El sargento Rothe acababa de cruzar el puente, y le ayudaron a entrar en el túnel. Confirmó entonces que los americanos avanzaban en gran número hacia el otro extremo del puente. Bratge dijo impaciente a Friesenhann que tomaría el asunto en sus propias manos, y se dirigió hacia el puesto de mando de Scheller, situado al otro lado del túnel, a unos cuatrocientos metros de distancia. Avanzó medio a tientas, en la oscuridad, sobre las vías del ferrocarril, pero le costaba gran trabajo adelantar debido a los grupos de aterrados campesinos que se interponían en su camino. Por fin llegó a la boca posterior del túnel, situada a unos pocos cientos de metros de Erpel.

– ¡Tenemos que volar el puente! -dijo Bratge con voz agitada a Scheller, refiriéndole que los americanos ya se habían apoderado de la fábrica de muebles.

Pero Scheller recordaba igualmente las órdenes de Hitler y tampoco se decidía.

– Si no da usted la orden -agregó impulsivamente Bratge-, yo mismo la daré.

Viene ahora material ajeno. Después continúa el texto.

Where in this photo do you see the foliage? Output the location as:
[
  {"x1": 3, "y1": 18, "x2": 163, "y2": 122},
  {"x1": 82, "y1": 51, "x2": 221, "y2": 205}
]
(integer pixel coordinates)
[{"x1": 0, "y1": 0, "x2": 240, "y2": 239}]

El comandante suspiró resignadamente y al cabo de un momento dijo:

– Está bien, haga que vuelen el puente.

Bratge regresó laboriosamente hasta el otro extremo del puente, y en cuanto vio a Friesenhann, le espetó:

– ¡Vuele usted el puente!

Friesenhann parecía vacilar aún; luego se dirigió a los que le rodeaban y les dijo que se tendieran en el suelo y abrieran la boca para evitar que sufrieran los tímpanos. Luego se arrodilló junto al detonador, el cual estaba conectado a sesenta cargas distribuidas por todo el puente, dio vuelta a una llave parecida a la de un viejo reloj,' y luego se tendió en el suelo. Pero no ocurrió nada. El capitán manipuló frenéticamente la llave del detonador, sin que se produjera la esperada explosión. Comprendió que el circuito principal había sido cortado, tal vez por una granada de los americanos. Friesenhann ordenó entonces que un grupo de ingenieros se dirigieran al puente para restablecer el circuito, pero en cuanto los soldados salieron del túnel fueron recibidos con una descarga de los tanques americanos, lo que les obligó a entrar de nuevo en el túnel. Friesenhann solicitó entonces un voluntario que fuera a encender la mecha de una carga de emergencia -trescientos kilos de Donerita-, situada entre las dos torres de la margen oriental del río. Durante un largo momento los hombres permanecieron en silencio, luego el sargento Faust dijo que trataría de cumplir la misión. A las 15,35, Faust salió arrastrándose fuera del túnel, ante una mortífera descarga de las ametralladoras americanas, y luego emprendió una carrera hasta el primer pilar, situado unos ochenta metros adelante.